Monday’s Met Gala may have been all that the media could talk about, but Padma Lakshmi’s Sports Illustrated cover is all that certain people (it’s me, I’m people) could think about. The multi-hyphenate — best-selling author, TV host, and model — debuted her first ever Sports Illustrated cover on May 1, much to the delight of fans and celebrities alike. And unlike this year’s Met Gala theme, it’s very much worth the hype.

“Padma’s list of accomplishments is as stunning as she is, and it’s an absolute honor to feature her in the 2023 issue,” SI editor MJ Day said in an article about the shoot. “At 52, she has curated a life that represents who she authentically is: a powerful, beautiful, brilliant, accomplished woman in her prime.”

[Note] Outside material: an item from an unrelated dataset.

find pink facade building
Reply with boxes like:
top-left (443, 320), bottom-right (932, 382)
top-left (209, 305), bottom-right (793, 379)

The headlines surrounding Lakshmi’s photoshoot all emphasize posing in a chic, skimpy swimsuit at 52. Lakshmi herself has even brought up the subversiveness of it. “I want everybody to see this pictorial and understand that sometimes a whole new phase that’s even more exciting than anything you’ve ever experienced before can happen well over 40,” she told the magazine. If anything, 2023 has affirmed Lakshmi’s sentiment, considering Michelle Yeoh’s historic Oscar win at 60 and Viola Davis’s EGOT status at 57.

But there’s more to celebrate about the cover than Lakshmi’s age. For brown folx everywhere, the most revolutionary part is witnessing the perpetuation of what Lakshmi does best: unwaveringly and unapologetically honoring her autonomy, her desires and her body. This doesn’t always come easy for those in the diaspora because our culture is rife with body policing and respectability politics that imply that women that show a lot of skin are, simply put, worth less.

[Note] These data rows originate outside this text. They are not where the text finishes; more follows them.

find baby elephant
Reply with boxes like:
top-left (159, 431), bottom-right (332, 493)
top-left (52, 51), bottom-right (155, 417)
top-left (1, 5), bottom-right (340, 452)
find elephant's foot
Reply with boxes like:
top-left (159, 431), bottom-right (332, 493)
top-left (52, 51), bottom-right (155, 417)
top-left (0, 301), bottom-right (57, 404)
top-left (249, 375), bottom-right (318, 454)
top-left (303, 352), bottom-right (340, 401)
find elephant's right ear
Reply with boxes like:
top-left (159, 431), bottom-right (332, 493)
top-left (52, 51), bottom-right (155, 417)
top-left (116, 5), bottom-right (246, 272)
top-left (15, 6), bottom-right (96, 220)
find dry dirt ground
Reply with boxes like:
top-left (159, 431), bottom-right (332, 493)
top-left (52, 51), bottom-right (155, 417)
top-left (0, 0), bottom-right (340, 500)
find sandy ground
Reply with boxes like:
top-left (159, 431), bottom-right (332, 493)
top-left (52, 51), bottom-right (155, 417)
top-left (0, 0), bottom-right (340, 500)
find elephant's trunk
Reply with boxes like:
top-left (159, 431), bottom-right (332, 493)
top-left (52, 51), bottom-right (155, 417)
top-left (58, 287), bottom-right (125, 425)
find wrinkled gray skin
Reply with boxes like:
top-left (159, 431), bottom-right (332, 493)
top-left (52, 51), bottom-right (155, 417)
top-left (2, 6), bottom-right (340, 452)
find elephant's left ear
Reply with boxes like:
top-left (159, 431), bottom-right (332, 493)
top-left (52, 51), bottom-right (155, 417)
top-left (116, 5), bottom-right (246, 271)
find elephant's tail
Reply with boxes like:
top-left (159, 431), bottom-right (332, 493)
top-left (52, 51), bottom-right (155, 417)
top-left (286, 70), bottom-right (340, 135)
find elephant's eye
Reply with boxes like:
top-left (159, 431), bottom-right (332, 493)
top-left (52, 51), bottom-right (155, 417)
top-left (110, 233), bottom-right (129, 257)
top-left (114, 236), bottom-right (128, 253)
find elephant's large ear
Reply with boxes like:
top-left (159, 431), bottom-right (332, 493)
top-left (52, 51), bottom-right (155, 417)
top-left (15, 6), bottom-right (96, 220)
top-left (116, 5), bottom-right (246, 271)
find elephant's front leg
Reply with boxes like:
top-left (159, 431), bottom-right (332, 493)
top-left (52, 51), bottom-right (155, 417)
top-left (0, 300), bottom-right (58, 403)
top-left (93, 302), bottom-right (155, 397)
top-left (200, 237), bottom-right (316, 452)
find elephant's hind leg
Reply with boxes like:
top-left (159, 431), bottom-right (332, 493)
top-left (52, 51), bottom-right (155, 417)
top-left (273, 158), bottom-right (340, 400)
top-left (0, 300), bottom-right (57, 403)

Shame (I knew it as “sharam”), especially around sexual expression and body positivity, remains a vehicle of patriarchal oppression in South Asian cultures. How women present themselves is judged on an invisible scale of chastity, purity and innocence. Hypocritically, desire is undesirable, and wearing revealing clothes or showing skin stands to undermine pillars that brown communities view as vital to “success,” which largely means marriage and kids. In more progressive circles, it means a respectable career, too.

Don’t get me wrong: Modest fashion is something many South Asian women embrace, and we’re even seeing it permeate high fashion. But when modesty is pushed on us as a threat, it’s a true mindfuck.

Lakshmi is no stranger to these structures, facing media scrutiny over her daughter’s paternity and being a single mother, not unlike the cultural stigma her mother faced a generation prior and an ocean away in India. Yet, Lakshmi refuses to bend to be digestible to South Asian cultures’ male gaze, nor does she heed their demands. It’s evident that she loves being Indian American but loves being her most authentic self just as much.

Everything about her SI shoot upends that culturally dated, sartorial, ageist notion of femininity — but it’s also a reminder that it doesn’t take a whole photoshoot to embrace sexiness. We see it in the gloriously unbothered photos that she posts of herself, and it’s a consistent reminder that Lakshmi’s leaving the worst parts of brown cultures behind and embracing the parts that serve her.

“I’m here to tell you that you can have a beautiful relationship with your body and your sensuality,” Lakshmi said in a conversation with Page Six at the recent TIME100 gala. “And be a mother and be a lover and be a friend and have a multidimensional complex human being.”

And for Lakshmi, there’s so much more to being South Asian than the patriarchy. “People often ask me how I hold on to my culture in this country,” she says in an episode of her Hulu show, ”Taste the Nation.” “That’s easy — I live it every day. In the food I eat. The languages I speak. The place I pray. And the company I keep.” Anyone who’s watched the host devour something carby on TV knows she never puts pleasure (or her culture) on the back burner.

Growing up in a religious Hindu family, I was surrounded by full-bodied statues and figurines of goddesses, ones whose curves looked a lot like mine. And while those deities are known for much more than their appearance, there’s something beautiful about finding power and divinity in skin and flesh. Padma Lakshmi, unlike her namesake, isn’t a holy figure in Hinduism by any means. But the goddess vibes just won’t quit.